According to C, A is traveling at 0.6c in one direction and B is traveling at 0.6c in the opposite direction. From C's perspective there is 1.2c relative motion between the objects.

I am trying to figure out the perceived behavior of the light from the reference frame of the 3 different objects. I believe A and B will see the same thing so are equivalent, this leaves 2 different reference frames.

My assumption is C will see 1.2c relative motion between the two objects, but since all light is traveling at 1c from C's reference, the light from A will eventually reach B. From C's point of view, is there a 0.4c relative motion between A's light and B? My thinking is that C sees A's light going 1c towards B but B is receding at 0.6c so there is 0.4c difference. I am not confident in these assumptions. Does the time-dilation effect of the relative motion between these objects alter this?

The situation from A's point of view is harder for me to think about. B cannot seem to be moving faster than c from A's (or anybody's) point of view. How fast DOES B appear to be moving away from A (in A's point of view)? How does this affect A's perception of light from B (or vice versa)?

Finally, if an object leaves A heading towards B at 0.61c (relative to A), will it ever reach B? From C's perspective I don't think it does (C will see the object approaching at 0.1c, clearly not fast enough to approach B). If not, what speed would an object need to have, relative to A, to reach B? Does whether or not this object appears to reach B depend on your reference frame?

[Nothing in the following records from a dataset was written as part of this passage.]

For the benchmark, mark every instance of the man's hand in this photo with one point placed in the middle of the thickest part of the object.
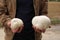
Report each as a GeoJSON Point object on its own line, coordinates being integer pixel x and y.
{"type": "Point", "coordinates": [39, 30]}
{"type": "Point", "coordinates": [15, 30]}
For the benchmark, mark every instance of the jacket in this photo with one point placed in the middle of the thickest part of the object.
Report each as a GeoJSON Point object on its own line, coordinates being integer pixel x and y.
{"type": "Point", "coordinates": [8, 11]}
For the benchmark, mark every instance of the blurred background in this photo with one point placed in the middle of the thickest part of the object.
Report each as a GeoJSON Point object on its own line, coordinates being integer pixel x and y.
{"type": "Point", "coordinates": [52, 33]}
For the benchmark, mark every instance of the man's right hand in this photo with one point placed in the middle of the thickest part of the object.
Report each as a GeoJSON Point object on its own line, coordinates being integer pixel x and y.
{"type": "Point", "coordinates": [15, 30]}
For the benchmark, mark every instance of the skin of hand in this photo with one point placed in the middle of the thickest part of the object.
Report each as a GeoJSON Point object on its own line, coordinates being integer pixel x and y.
{"type": "Point", "coordinates": [39, 30]}
{"type": "Point", "coordinates": [15, 30]}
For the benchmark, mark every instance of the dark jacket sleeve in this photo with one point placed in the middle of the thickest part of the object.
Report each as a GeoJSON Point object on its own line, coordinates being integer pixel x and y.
{"type": "Point", "coordinates": [43, 7]}
{"type": "Point", "coordinates": [4, 16]}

I apologize in advance if this is too many questions at once, or otherwise inappropriate. I have attempted to solve this for myself by searching this site and google but haven't found anything that clicks with me yet. If there is already a question/answer on this sight that could help me better understand this type of thing I would love to learn about it. I would really like to gain an intuitive understanding of how these things work, so analogies and metaphors are appreciated. That said, as an engineer I am not afraid of mathematical explanations, just understand that if I ever studied this stuff it was many decades ago and long forgotten...so baby steps.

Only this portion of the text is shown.